Paloma Alonso-Magdalena studied Biology at the University of Oviedo. She obtained her PhD at the Miguel Hernandez University and held a postdoctoral fellowship at the Department of Nutrition at Karolinska Institutet, Stockholm (Sweden) where she studied the physiology of the estrogen receptor ERβ. She was also visiting researcher at the Centre for Nuclear Receptors and Cell Signaling in Houston (USA). She is Lecturer of Nutrition and Bromatology at the Miguel Hernández University of Elche and principal investigator in IDiBE. Her research is focused in understanding the role that the endocrine disrupting chemicals (EDCs) play in the etiology of diabetes, obesity and related metabolic disorders. Her work has been decisive for linking the exposure to certain widespread endocrine disruptors like bisphenol-A to the etiopathology of type 2 diabetes. In addition, she is interested in the physiology and metabolic adaptations of pancreatic alpha and beta-cells during pregnancy. She is particularly focused in understanding the molecular basis of gestational diabetes mellitus and the identification of altered signaling pathways leading to the development of this disease. She was awarded with the Spanish Diabetes Society award for best young researcher (2018).
Esther Fuentes studied Biochemistry at the University of Valencia, Spain and received her PhD from King’s College London, UK. She is Lecturer of Nutrition and Bromatology at the Miguel Hernández University of Elche. She combines her research interest in the role of endocrine disruptors in metabolic disorders with her position as Deputy Vice Chancellor for Culture.
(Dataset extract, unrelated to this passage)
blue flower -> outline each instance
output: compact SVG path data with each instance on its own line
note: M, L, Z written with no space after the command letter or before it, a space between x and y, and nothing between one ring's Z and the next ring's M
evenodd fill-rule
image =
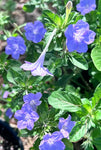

Ivan Quesada is Professor of Nutrition at the Miguel Hernández University of Elche. He obtained his PhD at the Miguel Hernández University (2000) and held a postdoctoral fellowship at the University of Washington in Seattle (2001-2003). Dr. Quesada was also invited as a Visiting Assistant Professor to teach at the University of Washington (2004). His studies have focused on understanding the alterations, adaptations and/or failures of the pancreatic alpha and beta cells in physiological conditions such as pregnancy and ageing as well as pathological conditions like obesity and diabetes. His research in recent years has primarily contributed to a better comprehension of the pancreatic alpha-cell biology in health and disease, and its contribution to diabetes. He was awarded by the Spanish Diabetes Society for best young researcher (2008).